(560hj) Fin-like Zeolite Catalysts: A New Class of Hierarchical Materials

Authors: 
Dai, H., University of Houston
Dai, H., University of Houston
Shen, Y., University of Houston
Shen, Y., University of Houston
Fu, D., Inorganic Chemistry and Catalysis, Debye Institute for Nanomaterials Science, Utrecht University
Fu, D., Inorganic Chemistry and Catalysis, Debye Institute for Nanomaterials Science, Utrecht University
Le, T. T., University of Houston
Le, T. T., University of Houston
Yang, T., Stockholm University
Yang, T., Stockholm University
Filez, M., Utrecht University
Filez, M., Utrecht University
Zou, X., Stockholm University
Zou, X., Stockholm University
Rimer, J. D., University of Houston
Rimer, J. D., University of Houston
Weckhuysen, B. M., Utrecht University
Weckhuysen, B. M., Utrecht University
Zeolites are microporous crystals that have been widely used in catalysis, separation, and adsorption processes owing to their unique properties, such as high surface area, controllable acidity, ion exchange capacity, and shape selectivity. However, the small pore sizes (4 - 7 Å) of typical zeolites can impose severe mass-transfer limitations for internal diffusion. Our group and others have shown that reduced crystal size lessens the rate of catalyst deactivation and can alter product selectivity, e.g. promote the olefin cycle in methanol-to-hydrocarbon (MTH) reactions.1 Reported methods to reduce diffusion limitations include the preparation of nano-sized zeolites2 as well as 2-dimensional materials,3 which often involve expensive multi-step processes. Inspired by conventional fins which enhance interfacial heat transfer, we report the synthesis of fin-like zeolite crystals with improved catalyst performance in MTH reactions.

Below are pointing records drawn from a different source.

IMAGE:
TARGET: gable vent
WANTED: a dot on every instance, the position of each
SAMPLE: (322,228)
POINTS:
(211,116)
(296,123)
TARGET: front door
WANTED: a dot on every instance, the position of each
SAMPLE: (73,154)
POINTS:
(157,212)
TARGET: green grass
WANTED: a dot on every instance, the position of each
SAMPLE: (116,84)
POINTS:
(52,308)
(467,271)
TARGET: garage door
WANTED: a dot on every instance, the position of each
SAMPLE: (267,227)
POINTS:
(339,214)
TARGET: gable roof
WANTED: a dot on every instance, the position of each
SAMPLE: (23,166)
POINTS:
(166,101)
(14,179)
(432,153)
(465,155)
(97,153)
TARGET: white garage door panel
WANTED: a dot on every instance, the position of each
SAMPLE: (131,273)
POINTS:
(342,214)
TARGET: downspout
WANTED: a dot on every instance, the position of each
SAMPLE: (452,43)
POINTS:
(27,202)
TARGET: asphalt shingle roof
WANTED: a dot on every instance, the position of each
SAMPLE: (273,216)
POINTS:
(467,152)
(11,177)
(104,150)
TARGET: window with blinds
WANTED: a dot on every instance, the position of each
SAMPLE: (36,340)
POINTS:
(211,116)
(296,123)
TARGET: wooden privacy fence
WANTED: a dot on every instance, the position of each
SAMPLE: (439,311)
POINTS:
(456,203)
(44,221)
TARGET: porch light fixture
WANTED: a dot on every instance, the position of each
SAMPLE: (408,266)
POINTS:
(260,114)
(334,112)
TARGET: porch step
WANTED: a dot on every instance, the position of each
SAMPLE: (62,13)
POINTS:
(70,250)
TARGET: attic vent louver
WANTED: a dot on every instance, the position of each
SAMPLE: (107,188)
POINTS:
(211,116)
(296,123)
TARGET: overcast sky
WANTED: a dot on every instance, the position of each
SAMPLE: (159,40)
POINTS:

In this presentation, we will discuss the preparation of hierarchical ZSM-5 and ZSM-11 catalysts using both one-pot and seeded growth methods. Catalytic testing revealed a nearly three-fold decrease in the rate of catalyst deactivation during MTH reaction relative to conventional zeolite crystals. The fin-like zeolite catalysts also promoted the olefins cycle of the hydrocarbon pool (HCP) mechanism. HRTEM and tomography measurements confirmed the rough surface protrusions were well-aligned with the seed crystal, without potential pore blockage. Operando UV-vis spectroscopy of these fin-like crystals revealed the slower evolution of heavy coking species. Collectively, our findings indicate that this novel synthesis method enhanced the performance of ZSM-5 and ZSM-11 catalysts, thus offering an efficient and versatile platform to synthesize optimal zeolite catalysts with reduced diffusion limitations for diverse applications in the (petro) chemical industry.

  1. Shen, Y., et al. ACS Catalysis.8 (2018) 11042-11053.
  2. Tosheva, L. and V.P. Valtchev; Chem. Mater. 17 (2005) 2494-2513.
  3. Jeon, M.Y., et al. 543 (2017) 690.